Function and Principle
An index gear works in conjunction with a faceting machine's quill and index lever (or index pin): the lever engages a notch in the gear, locking the stone's rotational position before the lap descends. The faceter selects a sequence of index numbers from a cutting diagram — known as a faceting design or cutting diagram — and moves the gear to each specified position in turn to grind or polish the corresponding facet. The precision of the gear determines how accurately the facet placement can be reproduced, and a 120-tooth gear, with its 3° increment, offers finer angular resolution than the 96-tooth (3.75° increment) or 64-tooth (5.625° increment) alternatives.
Divisibility and Symmetry
The practical value of the 120 index lies largely in its arithmetic. Because 120 is divisible by a wide range of integers, it accommodates many symmetry classes encountered in faceted gem design:
- 2-fold symmetry — 60 positions apart
- 3-fold symmetry — 40 positions apart
- 4-fold symmetry — 30 positions apart
- 5-fold symmetry — 24 positions apart (72° divisions)
- 6-fold symmetry — 20 positions apart
- 8-fold symmetry — 15 positions apart (45° divisions)
- 10-fold symmetry — 12 positions apart
- 12-fold symmetry — 10 positions apart
This breadth makes the 120 index particularly attractive for cutting pentagons and five-pointed star designs (which require exact 72° divisions) and for octagonal cuts (45° divisions) — symmetries that neither the 64- nor the 96-tooth gear can satisfy cleanly. The 96-tooth gear, by contrast, excels at 4-, 6-, 8-, and 12-fold symmetry but cannot produce true 5-fold divisions. The 64-tooth gear is well suited to 4- and 8-fold designs but similarly cannot accommodate 5-fold or 3-fold work without compromise.
Selection in Practice
Faceters choose their index gear before beginning a cutting sequence, guided by the symmetry class specified in the design diagram. Published faceting designs — whether from sources such as the American Gem Society's faceting programmes, Faceter's Digest, or the extensive libraries maintained by organisations such as the United States Faceters Guild — specify which index gear is required.

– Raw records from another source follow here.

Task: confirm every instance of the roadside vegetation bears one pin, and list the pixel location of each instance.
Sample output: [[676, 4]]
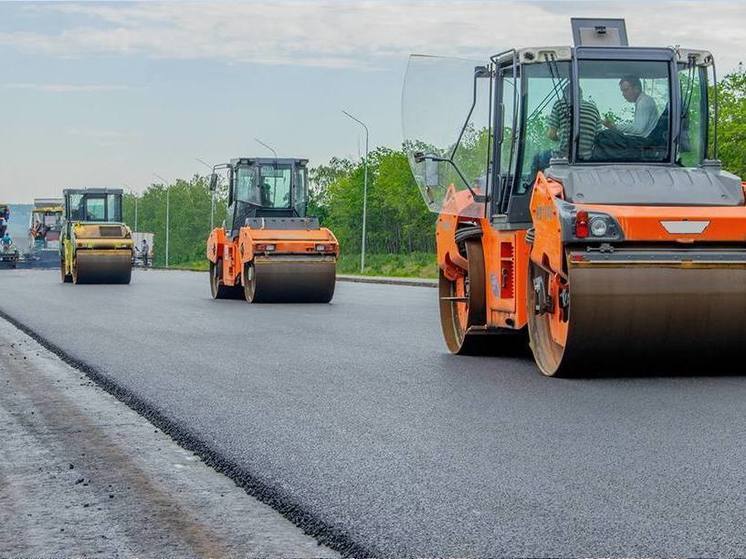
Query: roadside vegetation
[[401, 230]]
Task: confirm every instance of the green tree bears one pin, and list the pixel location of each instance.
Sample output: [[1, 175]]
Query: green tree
[[732, 123]]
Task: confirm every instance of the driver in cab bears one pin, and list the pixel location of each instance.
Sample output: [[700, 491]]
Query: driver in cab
[[646, 111]]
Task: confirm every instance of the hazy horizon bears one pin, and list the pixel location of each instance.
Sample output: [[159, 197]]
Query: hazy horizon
[[110, 93]]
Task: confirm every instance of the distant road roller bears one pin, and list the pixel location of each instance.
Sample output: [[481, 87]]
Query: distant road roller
[[96, 245], [580, 201], [269, 251]]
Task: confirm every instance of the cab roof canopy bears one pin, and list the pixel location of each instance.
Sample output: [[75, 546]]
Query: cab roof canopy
[[600, 34], [94, 190], [268, 161]]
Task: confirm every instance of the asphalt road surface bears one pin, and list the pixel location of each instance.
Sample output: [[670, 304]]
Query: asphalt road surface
[[352, 420]]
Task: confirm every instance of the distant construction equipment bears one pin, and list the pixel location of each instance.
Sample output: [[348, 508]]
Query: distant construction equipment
[[269, 250], [96, 245]]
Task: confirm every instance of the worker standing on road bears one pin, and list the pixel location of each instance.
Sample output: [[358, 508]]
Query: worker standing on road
[[144, 252]]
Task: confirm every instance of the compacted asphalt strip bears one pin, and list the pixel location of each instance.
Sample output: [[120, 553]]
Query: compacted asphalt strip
[[353, 421]]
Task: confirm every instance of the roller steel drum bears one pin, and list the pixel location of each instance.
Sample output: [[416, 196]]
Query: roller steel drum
[[291, 279], [649, 310], [102, 266]]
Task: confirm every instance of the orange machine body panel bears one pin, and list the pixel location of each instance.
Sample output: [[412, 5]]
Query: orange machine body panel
[[507, 252]]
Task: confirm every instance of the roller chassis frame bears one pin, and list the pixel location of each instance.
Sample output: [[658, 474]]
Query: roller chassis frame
[[521, 280]]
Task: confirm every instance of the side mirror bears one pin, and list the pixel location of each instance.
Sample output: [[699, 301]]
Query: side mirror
[[432, 173]]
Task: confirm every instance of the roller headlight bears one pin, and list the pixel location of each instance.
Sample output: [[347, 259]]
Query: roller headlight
[[599, 227]]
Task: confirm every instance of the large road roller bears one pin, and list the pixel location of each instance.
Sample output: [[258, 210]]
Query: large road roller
[[581, 203], [96, 246], [269, 250]]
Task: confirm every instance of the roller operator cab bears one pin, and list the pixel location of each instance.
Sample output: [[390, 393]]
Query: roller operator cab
[[580, 201], [269, 250], [96, 246]]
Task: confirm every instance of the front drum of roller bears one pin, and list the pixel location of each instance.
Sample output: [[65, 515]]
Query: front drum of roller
[[646, 318], [288, 279], [93, 266]]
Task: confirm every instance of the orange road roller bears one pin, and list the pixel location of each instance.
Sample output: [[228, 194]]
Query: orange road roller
[[96, 246], [270, 251], [581, 202]]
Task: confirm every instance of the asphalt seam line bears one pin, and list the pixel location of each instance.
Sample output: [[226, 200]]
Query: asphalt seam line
[[326, 534]]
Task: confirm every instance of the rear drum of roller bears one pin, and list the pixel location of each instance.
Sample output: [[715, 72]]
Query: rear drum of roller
[[284, 279]]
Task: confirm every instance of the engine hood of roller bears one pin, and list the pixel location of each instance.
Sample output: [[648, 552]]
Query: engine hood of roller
[[648, 185]]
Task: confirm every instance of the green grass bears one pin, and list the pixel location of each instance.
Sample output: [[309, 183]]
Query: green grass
[[414, 265]]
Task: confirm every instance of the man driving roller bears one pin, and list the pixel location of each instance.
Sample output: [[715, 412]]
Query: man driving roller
[[646, 111]]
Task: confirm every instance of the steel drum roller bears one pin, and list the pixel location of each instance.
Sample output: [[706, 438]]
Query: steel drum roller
[[105, 266], [288, 279]]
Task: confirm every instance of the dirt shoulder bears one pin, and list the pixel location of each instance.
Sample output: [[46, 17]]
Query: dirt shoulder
[[81, 474]]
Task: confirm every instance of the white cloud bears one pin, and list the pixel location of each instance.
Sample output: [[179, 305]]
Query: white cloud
[[66, 87], [346, 34]]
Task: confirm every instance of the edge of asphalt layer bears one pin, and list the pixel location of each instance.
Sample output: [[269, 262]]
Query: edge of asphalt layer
[[325, 533], [412, 282]]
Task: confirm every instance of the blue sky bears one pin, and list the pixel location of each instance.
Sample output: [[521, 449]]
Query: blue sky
[[109, 93]]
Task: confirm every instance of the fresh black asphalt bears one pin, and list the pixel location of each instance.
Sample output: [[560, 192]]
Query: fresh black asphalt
[[354, 421]]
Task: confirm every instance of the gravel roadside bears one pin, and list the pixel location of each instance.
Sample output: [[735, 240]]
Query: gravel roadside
[[81, 474]]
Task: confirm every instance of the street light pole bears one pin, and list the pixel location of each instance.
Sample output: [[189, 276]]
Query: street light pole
[[132, 193], [168, 212], [270, 148], [212, 195], [365, 191]]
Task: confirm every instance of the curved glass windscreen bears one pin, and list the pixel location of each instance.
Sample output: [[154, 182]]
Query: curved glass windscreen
[[447, 133], [265, 185]]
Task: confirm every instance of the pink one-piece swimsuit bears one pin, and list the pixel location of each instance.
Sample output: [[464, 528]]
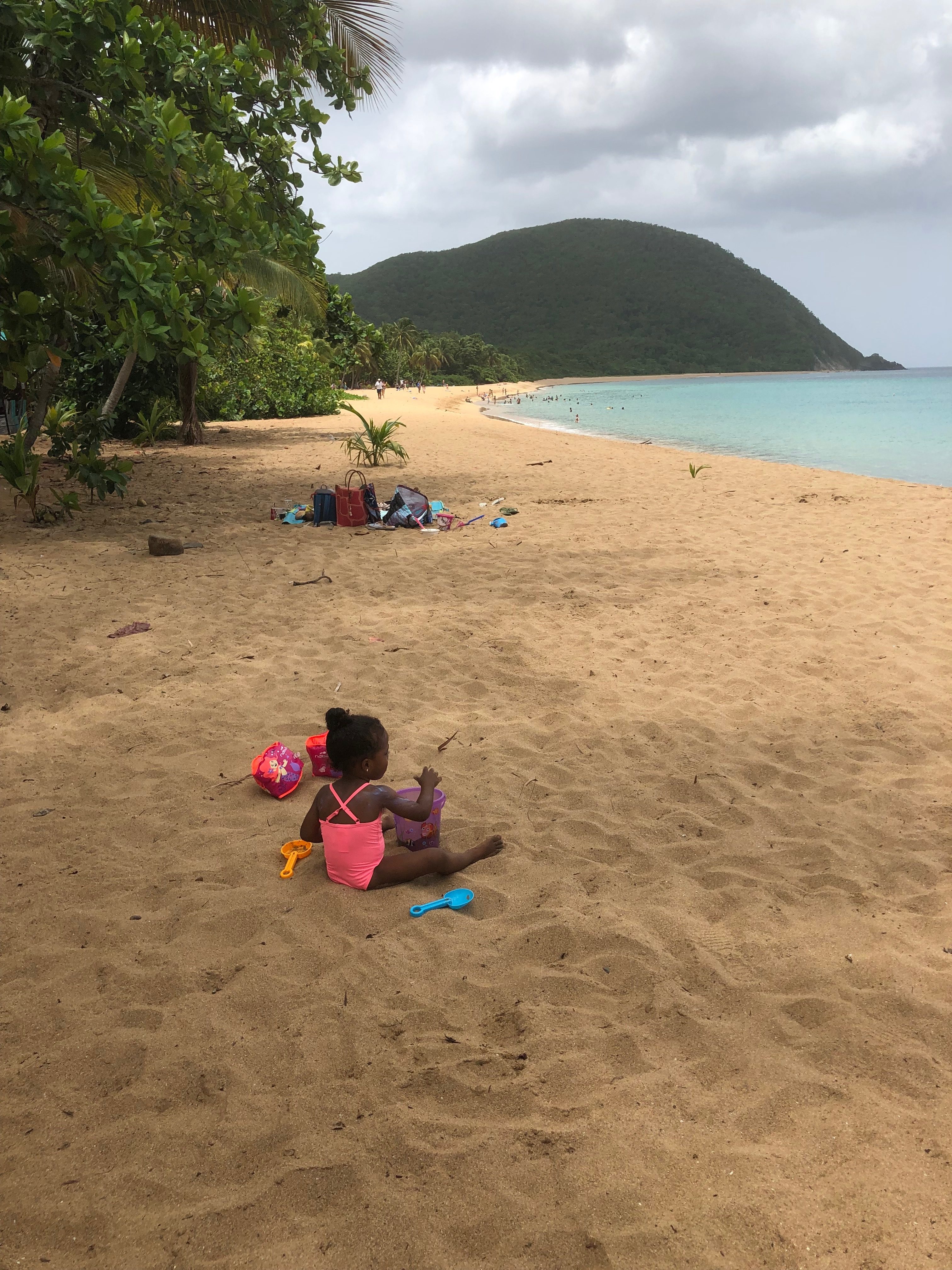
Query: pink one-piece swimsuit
[[352, 851]]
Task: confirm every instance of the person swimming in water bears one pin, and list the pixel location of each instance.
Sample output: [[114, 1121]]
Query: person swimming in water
[[351, 815]]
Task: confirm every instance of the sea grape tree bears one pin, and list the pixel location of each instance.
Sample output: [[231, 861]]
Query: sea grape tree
[[149, 176]]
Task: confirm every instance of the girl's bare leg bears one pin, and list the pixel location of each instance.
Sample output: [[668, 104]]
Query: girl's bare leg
[[417, 864]]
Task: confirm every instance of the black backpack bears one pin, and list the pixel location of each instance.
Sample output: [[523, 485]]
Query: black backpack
[[326, 506]]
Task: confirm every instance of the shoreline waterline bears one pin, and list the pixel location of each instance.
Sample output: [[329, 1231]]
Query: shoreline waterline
[[884, 425]]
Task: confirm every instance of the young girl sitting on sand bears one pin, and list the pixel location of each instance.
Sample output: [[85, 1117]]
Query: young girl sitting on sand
[[347, 816]]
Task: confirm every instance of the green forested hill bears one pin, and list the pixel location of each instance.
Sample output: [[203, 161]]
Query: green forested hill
[[605, 298]]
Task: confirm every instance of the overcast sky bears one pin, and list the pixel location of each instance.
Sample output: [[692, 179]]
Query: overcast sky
[[812, 140]]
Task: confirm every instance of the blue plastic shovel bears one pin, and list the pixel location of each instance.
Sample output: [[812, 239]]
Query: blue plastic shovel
[[459, 898]]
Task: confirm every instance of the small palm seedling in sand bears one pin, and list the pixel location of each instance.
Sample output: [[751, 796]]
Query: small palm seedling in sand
[[154, 428], [375, 443], [20, 468], [68, 501]]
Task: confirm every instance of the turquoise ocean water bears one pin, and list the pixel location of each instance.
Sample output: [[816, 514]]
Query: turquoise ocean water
[[875, 423]]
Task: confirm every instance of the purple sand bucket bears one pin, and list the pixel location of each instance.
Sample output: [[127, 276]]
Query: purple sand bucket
[[418, 835]]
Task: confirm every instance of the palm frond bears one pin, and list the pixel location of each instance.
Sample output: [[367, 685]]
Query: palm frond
[[362, 30], [125, 186], [282, 283]]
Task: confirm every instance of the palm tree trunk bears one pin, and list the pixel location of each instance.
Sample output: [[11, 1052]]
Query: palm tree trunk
[[36, 420], [191, 432], [118, 386]]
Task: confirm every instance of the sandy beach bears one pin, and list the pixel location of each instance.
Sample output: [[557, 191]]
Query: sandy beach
[[699, 1013]]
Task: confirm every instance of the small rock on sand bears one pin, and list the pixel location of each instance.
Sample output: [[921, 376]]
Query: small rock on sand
[[161, 545]]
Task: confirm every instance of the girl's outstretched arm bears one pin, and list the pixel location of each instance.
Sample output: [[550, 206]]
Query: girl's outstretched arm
[[422, 808]]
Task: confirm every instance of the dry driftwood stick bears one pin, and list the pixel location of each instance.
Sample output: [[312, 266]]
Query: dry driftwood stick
[[224, 785]]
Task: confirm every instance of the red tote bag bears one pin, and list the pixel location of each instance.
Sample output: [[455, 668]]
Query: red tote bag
[[352, 508]]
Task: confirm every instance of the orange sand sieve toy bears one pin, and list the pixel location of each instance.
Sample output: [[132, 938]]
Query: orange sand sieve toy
[[294, 851]]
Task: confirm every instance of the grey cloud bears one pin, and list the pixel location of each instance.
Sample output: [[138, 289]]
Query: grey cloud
[[692, 113]]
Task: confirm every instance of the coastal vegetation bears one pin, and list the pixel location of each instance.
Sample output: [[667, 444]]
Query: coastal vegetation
[[375, 441], [596, 298]]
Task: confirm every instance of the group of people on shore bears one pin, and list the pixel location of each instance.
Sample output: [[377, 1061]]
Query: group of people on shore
[[402, 385]]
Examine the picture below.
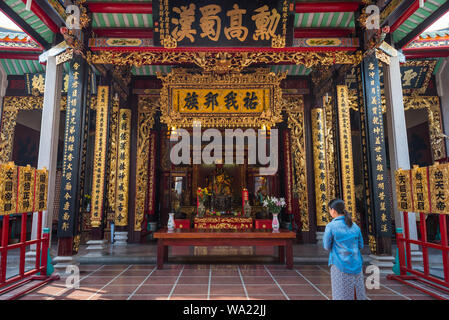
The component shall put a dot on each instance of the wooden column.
(377, 168)
(71, 180)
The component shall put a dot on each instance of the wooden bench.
(187, 237)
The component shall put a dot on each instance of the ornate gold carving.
(237, 60)
(260, 79)
(121, 201)
(100, 156)
(372, 243)
(147, 106)
(294, 106)
(8, 188)
(64, 57)
(346, 150)
(26, 190)
(382, 56)
(278, 41)
(112, 168)
(320, 155)
(420, 63)
(389, 9)
(353, 100)
(11, 107)
(329, 134)
(432, 105)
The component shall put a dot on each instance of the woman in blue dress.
(344, 240)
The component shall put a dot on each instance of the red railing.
(13, 284)
(407, 272)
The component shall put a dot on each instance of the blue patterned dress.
(345, 259)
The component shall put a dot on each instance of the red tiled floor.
(266, 289)
(166, 273)
(226, 280)
(37, 297)
(258, 280)
(200, 282)
(386, 297)
(126, 289)
(196, 273)
(267, 297)
(225, 273)
(254, 273)
(155, 289)
(193, 280)
(136, 273)
(149, 297)
(227, 297)
(307, 297)
(228, 289)
(189, 297)
(160, 280)
(95, 280)
(291, 280)
(110, 297)
(299, 289)
(123, 280)
(190, 289)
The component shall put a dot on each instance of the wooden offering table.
(205, 237)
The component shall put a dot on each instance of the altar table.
(283, 239)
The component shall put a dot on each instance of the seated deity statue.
(221, 185)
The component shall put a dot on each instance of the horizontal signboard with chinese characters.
(228, 100)
(213, 100)
(423, 189)
(205, 23)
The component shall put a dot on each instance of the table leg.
(281, 254)
(165, 253)
(289, 249)
(160, 254)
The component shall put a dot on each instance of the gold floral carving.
(294, 107)
(261, 78)
(432, 105)
(64, 57)
(210, 61)
(147, 106)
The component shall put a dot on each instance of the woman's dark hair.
(339, 206)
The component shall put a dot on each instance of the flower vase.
(171, 221)
(275, 222)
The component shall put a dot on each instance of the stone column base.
(95, 248)
(61, 264)
(121, 238)
(319, 238)
(384, 263)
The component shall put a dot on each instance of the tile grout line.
(208, 287)
(88, 275)
(243, 283)
(117, 276)
(311, 283)
(176, 282)
(140, 285)
(394, 291)
(429, 289)
(368, 298)
(283, 292)
(366, 294)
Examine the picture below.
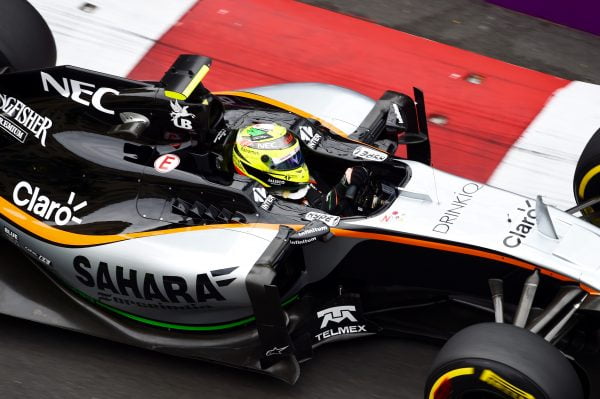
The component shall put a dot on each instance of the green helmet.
(270, 154)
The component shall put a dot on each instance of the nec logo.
(337, 314)
(76, 89)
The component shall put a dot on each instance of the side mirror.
(311, 232)
(185, 75)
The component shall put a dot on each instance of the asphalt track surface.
(42, 362)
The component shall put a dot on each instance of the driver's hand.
(357, 176)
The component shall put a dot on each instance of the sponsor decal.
(524, 224)
(309, 137)
(329, 220)
(493, 379)
(268, 204)
(391, 217)
(261, 197)
(276, 351)
(459, 202)
(124, 285)
(17, 119)
(338, 315)
(260, 132)
(275, 182)
(178, 114)
(220, 136)
(369, 154)
(397, 113)
(166, 163)
(26, 195)
(81, 92)
(37, 256)
(11, 234)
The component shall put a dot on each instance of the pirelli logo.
(493, 379)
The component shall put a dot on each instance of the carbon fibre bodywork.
(126, 201)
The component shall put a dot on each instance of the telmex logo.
(75, 89)
(26, 195)
(337, 314)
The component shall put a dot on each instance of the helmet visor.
(291, 161)
(285, 141)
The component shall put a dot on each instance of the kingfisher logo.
(25, 195)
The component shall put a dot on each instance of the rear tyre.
(25, 39)
(501, 361)
(586, 181)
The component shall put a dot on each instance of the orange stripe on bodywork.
(457, 249)
(41, 229)
(49, 233)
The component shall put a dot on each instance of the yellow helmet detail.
(270, 154)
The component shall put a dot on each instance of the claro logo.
(24, 195)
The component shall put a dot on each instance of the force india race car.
(122, 194)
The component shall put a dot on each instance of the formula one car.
(123, 195)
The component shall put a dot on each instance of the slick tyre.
(586, 181)
(500, 361)
(25, 39)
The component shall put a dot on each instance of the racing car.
(123, 195)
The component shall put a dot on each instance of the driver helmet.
(270, 154)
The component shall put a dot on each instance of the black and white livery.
(123, 195)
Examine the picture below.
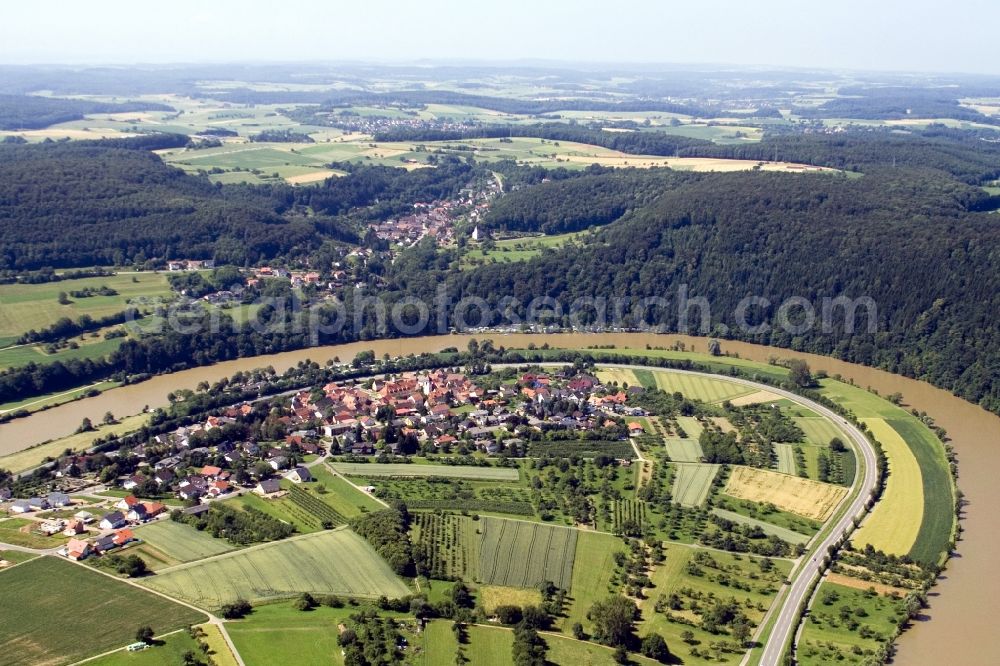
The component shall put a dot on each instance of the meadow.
(785, 453)
(693, 482)
(807, 498)
(279, 633)
(903, 496)
(181, 542)
(683, 450)
(53, 611)
(593, 569)
(697, 577)
(34, 306)
(36, 455)
(827, 635)
(515, 553)
(785, 534)
(410, 470)
(284, 569)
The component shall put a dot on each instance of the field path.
(212, 619)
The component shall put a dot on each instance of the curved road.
(811, 564)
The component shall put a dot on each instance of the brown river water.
(960, 625)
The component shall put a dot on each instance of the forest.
(35, 112)
(909, 239)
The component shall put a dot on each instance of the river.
(966, 600)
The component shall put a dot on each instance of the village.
(261, 447)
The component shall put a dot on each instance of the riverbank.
(961, 603)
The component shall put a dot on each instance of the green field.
(515, 553)
(331, 562)
(402, 469)
(278, 633)
(181, 542)
(683, 450)
(939, 515)
(593, 569)
(698, 387)
(791, 536)
(692, 483)
(338, 492)
(819, 431)
(53, 611)
(35, 306)
(513, 250)
(169, 652)
(35, 456)
(786, 458)
(827, 636)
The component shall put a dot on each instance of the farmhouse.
(299, 475)
(112, 520)
(268, 487)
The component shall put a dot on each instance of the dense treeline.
(599, 197)
(634, 143)
(34, 112)
(387, 532)
(969, 156)
(904, 238)
(240, 527)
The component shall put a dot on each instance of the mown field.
(33, 457)
(57, 612)
(807, 498)
(34, 306)
(692, 483)
(592, 571)
(330, 562)
(514, 553)
(683, 450)
(918, 486)
(181, 542)
(785, 454)
(402, 469)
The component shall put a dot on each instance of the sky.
(885, 35)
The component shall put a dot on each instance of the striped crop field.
(804, 497)
(819, 431)
(330, 562)
(692, 482)
(786, 458)
(783, 533)
(683, 450)
(447, 544)
(402, 469)
(697, 387)
(516, 553)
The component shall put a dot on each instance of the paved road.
(812, 565)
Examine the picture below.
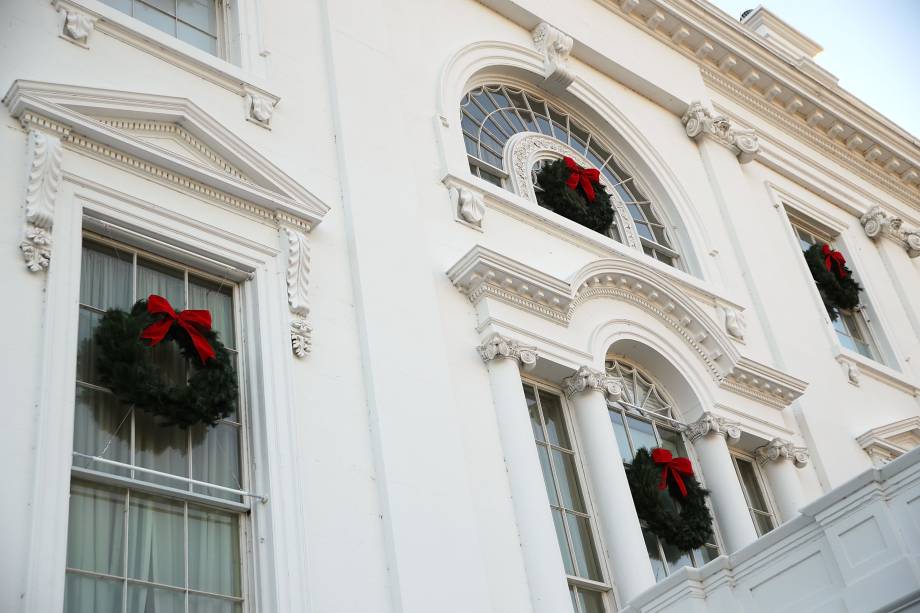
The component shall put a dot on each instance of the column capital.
(778, 449)
(713, 424)
(588, 379)
(497, 346)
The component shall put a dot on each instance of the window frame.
(605, 588)
(243, 510)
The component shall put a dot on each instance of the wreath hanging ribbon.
(194, 322)
(582, 177)
(672, 466)
(834, 259)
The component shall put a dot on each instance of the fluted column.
(629, 563)
(780, 459)
(542, 559)
(708, 435)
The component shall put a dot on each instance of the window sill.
(138, 34)
(876, 370)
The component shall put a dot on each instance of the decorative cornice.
(700, 122)
(588, 379)
(555, 48)
(45, 156)
(498, 346)
(298, 280)
(778, 449)
(713, 424)
(876, 222)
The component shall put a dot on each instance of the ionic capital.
(497, 346)
(588, 379)
(713, 424)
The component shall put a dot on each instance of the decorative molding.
(298, 281)
(555, 47)
(259, 107)
(45, 155)
(713, 424)
(778, 449)
(75, 26)
(876, 222)
(700, 122)
(498, 346)
(588, 379)
(469, 206)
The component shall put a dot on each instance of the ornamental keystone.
(497, 346)
(713, 424)
(778, 449)
(588, 379)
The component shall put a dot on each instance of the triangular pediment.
(173, 136)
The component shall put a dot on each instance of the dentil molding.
(45, 156)
(500, 347)
(876, 223)
(588, 379)
(709, 424)
(779, 449)
(555, 47)
(298, 280)
(700, 122)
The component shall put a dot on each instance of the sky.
(872, 46)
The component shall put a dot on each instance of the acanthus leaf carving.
(45, 155)
(298, 280)
(555, 47)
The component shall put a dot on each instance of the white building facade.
(440, 380)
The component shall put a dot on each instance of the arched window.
(492, 114)
(645, 417)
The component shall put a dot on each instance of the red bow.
(834, 259)
(585, 177)
(193, 322)
(674, 466)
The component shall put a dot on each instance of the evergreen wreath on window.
(669, 498)
(835, 281)
(125, 364)
(575, 193)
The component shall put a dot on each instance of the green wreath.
(835, 281)
(125, 365)
(682, 521)
(573, 203)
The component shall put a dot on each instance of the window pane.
(156, 544)
(83, 594)
(213, 552)
(654, 556)
(583, 546)
(555, 424)
(96, 529)
(564, 463)
(105, 277)
(616, 418)
(144, 599)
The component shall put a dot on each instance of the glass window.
(754, 493)
(156, 513)
(644, 418)
(196, 22)
(574, 526)
(490, 114)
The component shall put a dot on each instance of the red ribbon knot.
(583, 177)
(672, 466)
(192, 321)
(834, 259)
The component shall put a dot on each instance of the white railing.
(854, 550)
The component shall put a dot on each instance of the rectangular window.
(571, 515)
(852, 327)
(755, 494)
(198, 22)
(157, 514)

A design calling for a five-sided Portuguese-style cut or a pentagonal brilliant, for example, will specify the 120 index as the appropriate gear. Attempting to approximate such a design on a 96-tooth gear introduces angular errors that accumulate across the stone, resulting in misaligned meets and an asymmetric finished gem.
Many contemporary faceting machines — including those from Graves, Ultra Tec, and Facetron — accept interchangeable index gears, allowing the faceter to swap between 64, 96, and 120 configurations as the design demands. Some machines offer additional gears (such as 32, 48, or 144 teeth) for specialised work, but the 64/96/120 combination covers the vast majority of published designs.